Judges must be at least 30 years old, qualified voters, members of the Maryland bar, and residents both of Maryland for at least five years and for at least 6 months of the place for which they are elected to serve. Judges must retire at age 70. The Chief Justice of the Supreme Court of Maryland may assign a former judge to sit temporarily in any Maryland court, if approved by the administrative judge of the circuit in question.

Each Circuit Court also has its own Clerk, who is elected by the citizens of the county (or Baltimore City) to a four-year term.

==Jurisdiction==
In civil matters, the Circuit Courts have exclusive original jurisdiction in most cases in which equitable, declaratory, or injunctive relief is sought, or in which ownership of real property is to be determined. Two notable exceptions are: (1) actions for replevin, in which the District Courts have exclusive original jurisdiction regardless of the value of the thing in controversy; and (2) landlord-tenant matters, in which the District Court has exclusive original jurisdiction in all cases.
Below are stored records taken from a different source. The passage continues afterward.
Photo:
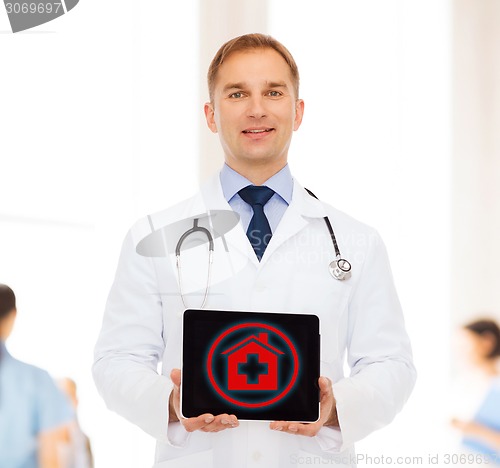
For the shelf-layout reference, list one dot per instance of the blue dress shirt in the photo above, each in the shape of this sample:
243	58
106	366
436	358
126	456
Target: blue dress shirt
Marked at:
30	403
281	182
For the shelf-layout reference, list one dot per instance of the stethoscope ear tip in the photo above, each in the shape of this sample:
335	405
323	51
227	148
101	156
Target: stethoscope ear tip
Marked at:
340	269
In tort or contract cases for money damages where the amount in controversy exceeds $30,000, the Circuit Courts have exclusive original jurisdiction. The Circuit Courts share concurrent jurisdiction with the District Courts in such cases where the amount in controversy exceeds $5,000 but is less than $30,000. However, if the amount in controversy exceeds $25,000, either party may remove an action filed in District Court to the Circuit Court by demanding a jury trial. The District Court has exclusive jurisdiction in contract and tort cases for money damages where the amount in controversy is less than $5,000.
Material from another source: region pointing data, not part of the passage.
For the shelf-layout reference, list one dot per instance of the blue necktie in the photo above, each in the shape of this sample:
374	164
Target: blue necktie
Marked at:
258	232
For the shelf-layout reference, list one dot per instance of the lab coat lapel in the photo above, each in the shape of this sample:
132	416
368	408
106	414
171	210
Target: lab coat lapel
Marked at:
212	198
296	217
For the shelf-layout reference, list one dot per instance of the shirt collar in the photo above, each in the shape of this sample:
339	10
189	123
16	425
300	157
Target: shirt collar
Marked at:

In criminal cases, the Circuit Courts generally have exclusive original jurisdiction over felonies (with many exceptions). They share concurrent original jurisdiction in misdemeanor cases in which the penalty may be confinement for three years or more or a fine of $2,500 or more, and in certain felony cases. A criminal defendant may remove the case to Circuit Court by demanding a jury trial in any case in which the defendant is so entitled.

==Dockets==
By rule, each of the Circuit Courts is required to have a differentiated case management plan "for the prompt and efficient scheduling and disposition of actions[.]" Such plans vary by jurisdiction, but include the classification of cases by complexity and priority, to be assigned to particular scheduling "tracks" based on that classification. Consistent with applicable court rule, the Circuit Courts have endeavored to make their differentiated case management plans as similar as possible; in practice, however, the plans do vary somewhat among the Circuit Courts.
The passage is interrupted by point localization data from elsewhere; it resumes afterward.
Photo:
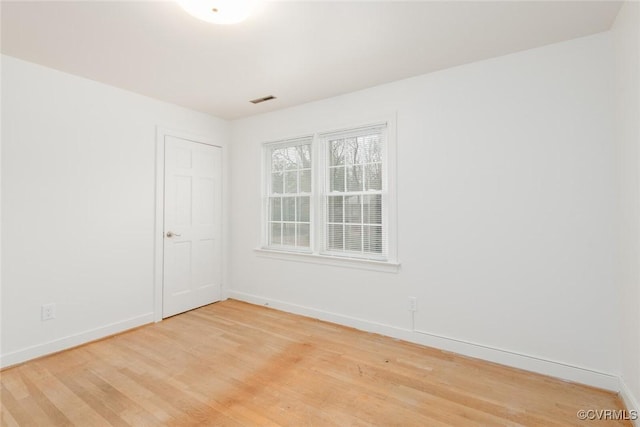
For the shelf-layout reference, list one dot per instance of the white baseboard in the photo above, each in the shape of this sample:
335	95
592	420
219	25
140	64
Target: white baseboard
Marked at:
517	360
74	340
630	401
One noteworthy aspect of Maryland's differentiated case management system is the introduction of the Business and Technology Case Management Program (BTCMP) – the first of its kind in the United States – for civil cases involving complex business, commercial, or technology issues. The rule creating this track was promulgated in 2003, making Maryland one of the earliest states with a business court. That rule has been amended to provide greater clarity to the BTCMP's jurisdiction. The program includes a special designated "track" for business and technology cases within Maryland's differentiated case management system; procedures to assign such cases to the program, including special assignment of such cases to judges specially trained in issues concerning business and technology; and alternative dispute resolution proceedings by mediators specially trained in business and technology issues. Such cases may be placed into the program by request of the plaintiff upon filing the case; upon a subsequent request by any of the parties; or by court order.

Maryland also permits the parties in civil cases to request assignment of their case to a Complex Science or Medical Case Management Program, which, if granted, results in the case being assigned to a judge who has received training from the Advanced Science and Technology Adjudication Resource Center, Inc. (ASTAR).